Abstract
Background
Many machine learning approaches are limited to classification of outcomes rather than longitudinal prediction. One strategy to use machine learning in clinical risk prediction is to classify outcomes over a given time horizon. However, it is not well-known how to identify the optimal time horizon for risk prediction.
Objective
In this study, we aim to identify an optimal time horizon for classification of incident myocardial infarction (MI) using machine learning approaches looped over outcomes with increasing time horizons. Additionally, we sought to compare the performance of these models with the traditional Framingham Heart Study (FHS) coronary heart disease gender-specific Cox proportional hazards regression model.
Methods
We analyzed data from a single clinic visit of 5201 participants of a cardiovascular health study. We examined 61 variables collected from this baseline exam, including demographic and biologic data, medical history, medications, serum biomarkers, electrocardiographic, and echocardiographic data. We compared several machine learning methods (eg, random forest, L1 regression, gradient boosted decision tree, support vector machine, and k-nearest neighbor) trained to predict incident MI that occurred within time horizons ranging from 500-10,000 days of follow-up. Models were compared on a 20% held-out testing set using area under the receiver operating characteristic curve (AUROC). Variable importance was performed for random forest and L1 regression models across time points. We compared results with the FHS coronary heart disease gender-specific Cox proportional hazards regression functions.
Results
There were 4190 participants included in the analysis, with 2522 (60.2%) female participants and an average age of 72.6 years. Over 10,000 days of follow-up, there were 813 incident MI events. The machine learning models were most predictive over moderate follow-up time horizons (ie, 1500-2500 days).
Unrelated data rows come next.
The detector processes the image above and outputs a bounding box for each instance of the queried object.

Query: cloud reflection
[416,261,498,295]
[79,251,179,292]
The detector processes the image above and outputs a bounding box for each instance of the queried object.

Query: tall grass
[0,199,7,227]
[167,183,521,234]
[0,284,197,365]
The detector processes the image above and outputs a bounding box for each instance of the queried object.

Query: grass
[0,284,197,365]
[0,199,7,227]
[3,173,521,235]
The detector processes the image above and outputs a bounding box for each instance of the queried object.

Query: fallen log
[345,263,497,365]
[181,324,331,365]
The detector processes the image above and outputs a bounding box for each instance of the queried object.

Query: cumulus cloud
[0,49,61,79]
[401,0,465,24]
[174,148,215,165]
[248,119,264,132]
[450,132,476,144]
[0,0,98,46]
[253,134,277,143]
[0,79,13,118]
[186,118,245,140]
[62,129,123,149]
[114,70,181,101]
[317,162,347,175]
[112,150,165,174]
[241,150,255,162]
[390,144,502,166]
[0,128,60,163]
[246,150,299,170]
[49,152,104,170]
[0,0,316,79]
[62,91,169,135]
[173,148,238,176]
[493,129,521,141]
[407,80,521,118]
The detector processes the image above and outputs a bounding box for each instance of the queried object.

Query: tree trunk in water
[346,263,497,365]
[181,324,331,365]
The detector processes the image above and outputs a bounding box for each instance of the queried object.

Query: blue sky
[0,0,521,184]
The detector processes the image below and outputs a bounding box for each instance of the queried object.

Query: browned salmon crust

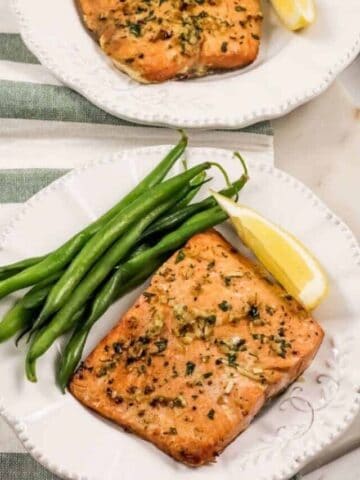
[70,230,323,466]
[78,0,262,83]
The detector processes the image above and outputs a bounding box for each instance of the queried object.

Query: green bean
[37,162,210,325]
[25,305,86,382]
[0,300,34,343]
[26,186,197,381]
[0,272,61,342]
[169,172,209,213]
[0,256,45,280]
[0,133,187,298]
[57,257,164,392]
[141,176,247,241]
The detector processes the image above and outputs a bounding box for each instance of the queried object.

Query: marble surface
[274,81,360,480]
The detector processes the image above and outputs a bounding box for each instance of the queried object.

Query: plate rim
[10,0,360,129]
[0,145,360,480]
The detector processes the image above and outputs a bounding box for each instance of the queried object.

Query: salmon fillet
[78,0,262,83]
[69,230,323,466]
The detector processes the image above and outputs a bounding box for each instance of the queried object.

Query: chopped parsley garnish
[143,292,156,303]
[127,22,141,37]
[175,250,185,263]
[154,338,168,353]
[205,315,216,325]
[207,408,215,420]
[226,353,237,367]
[247,305,260,320]
[206,260,215,270]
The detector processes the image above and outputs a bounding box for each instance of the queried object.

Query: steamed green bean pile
[0,133,248,391]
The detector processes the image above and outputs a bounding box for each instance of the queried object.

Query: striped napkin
[0,0,273,480]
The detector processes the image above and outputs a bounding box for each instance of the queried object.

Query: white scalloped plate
[12,0,360,128]
[0,147,360,480]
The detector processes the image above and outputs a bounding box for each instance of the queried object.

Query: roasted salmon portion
[78,0,262,83]
[69,230,323,466]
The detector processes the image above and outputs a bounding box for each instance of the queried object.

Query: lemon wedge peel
[211,192,328,310]
[271,0,316,31]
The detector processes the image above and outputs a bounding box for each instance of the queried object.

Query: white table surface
[274,81,360,480]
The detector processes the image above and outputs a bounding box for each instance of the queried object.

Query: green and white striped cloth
[0,0,273,480]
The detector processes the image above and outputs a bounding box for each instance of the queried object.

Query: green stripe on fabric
[0,80,146,125]
[0,168,68,202]
[0,453,60,480]
[0,33,40,64]
[0,80,273,135]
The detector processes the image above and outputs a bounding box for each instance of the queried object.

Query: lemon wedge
[211,192,328,310]
[271,0,316,30]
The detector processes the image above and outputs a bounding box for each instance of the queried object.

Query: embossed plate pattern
[0,147,360,480]
[12,0,360,128]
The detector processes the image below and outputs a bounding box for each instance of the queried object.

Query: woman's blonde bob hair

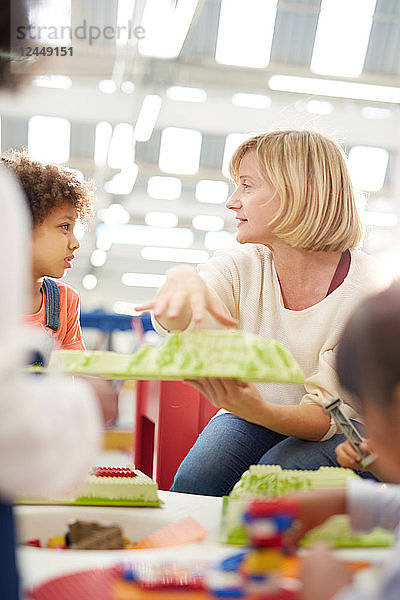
[229,130,364,252]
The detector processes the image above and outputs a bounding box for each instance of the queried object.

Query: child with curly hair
[0,150,94,350]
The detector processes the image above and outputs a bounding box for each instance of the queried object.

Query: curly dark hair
[0,150,96,226]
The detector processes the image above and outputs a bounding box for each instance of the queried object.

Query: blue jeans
[171,413,375,496]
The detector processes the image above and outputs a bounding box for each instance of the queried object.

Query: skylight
[310,0,376,77]
[268,75,400,103]
[349,146,389,192]
[28,115,71,163]
[158,127,202,175]
[215,0,277,68]
[138,0,198,58]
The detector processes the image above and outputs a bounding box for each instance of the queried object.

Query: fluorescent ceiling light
[141,247,210,264]
[306,100,333,115]
[215,0,277,68]
[108,123,135,169]
[310,0,376,77]
[27,0,71,46]
[138,0,198,58]
[204,231,237,250]
[222,133,250,177]
[192,215,224,231]
[121,79,135,94]
[196,179,229,204]
[96,226,112,250]
[232,92,272,108]
[361,106,392,119]
[97,202,130,227]
[158,127,202,175]
[74,221,85,241]
[268,75,400,103]
[113,300,143,317]
[144,211,179,227]
[135,94,162,142]
[115,0,135,46]
[28,115,71,163]
[94,121,112,167]
[90,248,107,267]
[99,79,117,94]
[147,176,182,200]
[363,210,399,227]
[167,85,207,102]
[121,273,167,287]
[104,163,139,196]
[32,75,72,90]
[349,146,389,192]
[82,273,97,290]
[97,224,193,248]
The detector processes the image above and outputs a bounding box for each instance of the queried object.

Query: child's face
[226,152,280,244]
[32,203,80,281]
[365,386,400,483]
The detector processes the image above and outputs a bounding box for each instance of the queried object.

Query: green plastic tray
[32,330,304,383]
[220,465,394,548]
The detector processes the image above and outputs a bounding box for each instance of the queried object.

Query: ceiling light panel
[167,85,207,102]
[222,133,250,177]
[107,123,135,169]
[144,211,179,227]
[141,246,210,264]
[349,146,389,192]
[97,224,193,248]
[310,0,376,77]
[158,127,202,175]
[28,115,71,163]
[215,0,277,68]
[147,175,182,200]
[196,179,229,204]
[135,94,162,142]
[121,273,166,288]
[232,92,272,109]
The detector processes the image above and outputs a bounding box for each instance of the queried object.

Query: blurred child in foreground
[290,282,400,600]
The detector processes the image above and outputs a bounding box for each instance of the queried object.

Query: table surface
[15,491,388,588]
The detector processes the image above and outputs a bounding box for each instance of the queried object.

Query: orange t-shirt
[24,280,86,350]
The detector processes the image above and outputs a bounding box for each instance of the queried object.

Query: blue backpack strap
[42,277,60,331]
[0,500,19,600]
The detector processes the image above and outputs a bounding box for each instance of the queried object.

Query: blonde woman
[139,130,379,496]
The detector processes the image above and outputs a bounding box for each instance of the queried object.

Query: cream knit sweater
[153,244,382,441]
Overall, the L1 (Lasso) logistic regression demonstrated the strongest classification accuracy across all time horizons. This model was most predictive at 1500 days follow-up, with an AUROC of 0.71. The most influential variables differed by follow-up time and model, with gender being the most important feature for the L1 regression and weight for the random forest model across all time frames. Compared with the Framingham Cox function, the L1 and random forest models performed better across all time frames beyond 1500 days.
Conclusions
In a population free of coronary heart disease, machine learning techniques can be used to predict incident MI at varying time horizons with reasonable accuracy, with the strongest prediction accuracy in moderate follow-up periods. Validation across additional populations is needed to confirm the validity of this approach in risk prediction.